Rico Reese

No. 24
- Position: Defensive end

Personal information
- Born: April 5, 1983 (age 43) East Point, Georgia, U.S.
- Listed height: 6 ft 2 in (1.88 m)
- Listed weight: 252 lb (114 kg)

Career information
- High school: Pebblebrook High School
- College: Western Carolina University
- NFL draft: 2006: undrafted

Career history
- Macon Knights (2006); Birmingham Steeldogs (2007); Tennessee Valley Vipers (2008); Alabama Vipers (2010); Kansas City Command (2011); Georgia Force (2011);

Awards and highlights
- 2008 Won AF2 Arena Cup Arena Football 2;
- Stats at ArenaFan.com

= Rico Reese =

American football player (born 1983)

Rico Lamar Reese (born April 5, 1983) is an American former professional football player in the af2 and Arena Football League (AFL).

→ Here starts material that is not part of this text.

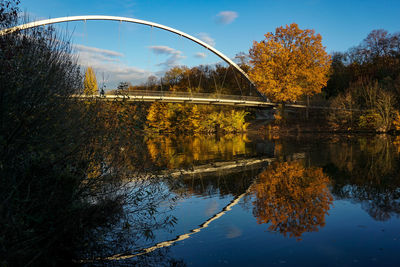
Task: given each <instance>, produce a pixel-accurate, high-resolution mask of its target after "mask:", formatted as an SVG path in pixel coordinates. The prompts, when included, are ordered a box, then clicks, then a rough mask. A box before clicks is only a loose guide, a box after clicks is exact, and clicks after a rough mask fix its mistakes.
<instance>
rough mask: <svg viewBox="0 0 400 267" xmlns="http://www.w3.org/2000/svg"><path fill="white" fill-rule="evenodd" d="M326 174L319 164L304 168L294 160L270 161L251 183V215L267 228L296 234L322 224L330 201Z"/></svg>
mask: <svg viewBox="0 0 400 267" xmlns="http://www.w3.org/2000/svg"><path fill="white" fill-rule="evenodd" d="M328 184H329V178H328V177H327V176H326V175H325V174H324V173H323V172H322V169H321V168H308V169H306V168H304V167H303V166H302V165H301V164H300V163H298V162H283V163H274V164H272V165H270V166H269V167H268V168H267V170H266V171H264V172H263V173H262V174H260V176H259V182H258V183H257V184H256V185H255V187H254V189H253V190H254V194H255V196H256V199H255V201H254V202H253V204H254V209H253V215H254V216H255V217H256V218H257V223H259V224H262V223H269V224H270V226H269V228H268V229H269V230H270V231H276V232H279V233H281V234H283V235H284V236H286V234H287V233H289V236H290V237H296V238H300V236H301V235H302V234H303V233H304V232H312V231H318V227H321V226H324V225H325V214H327V213H328V210H329V207H330V205H331V204H332V200H333V198H332V195H331V193H330V191H329V189H328Z"/></svg>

He played college football at Western Carolina University. Reese was a 1st Team All Southern Conference selection his senior season.

Reese played professionally with the af2's Macon Knights, Birmingham Steeldogs, and Tennessee Valley Vipers, and the AFL's Alabama Vipers, Kansas City Command, and Georgia Force. He has also spent time as a Health/Personal Fitness teacher for East Cobb Middle School.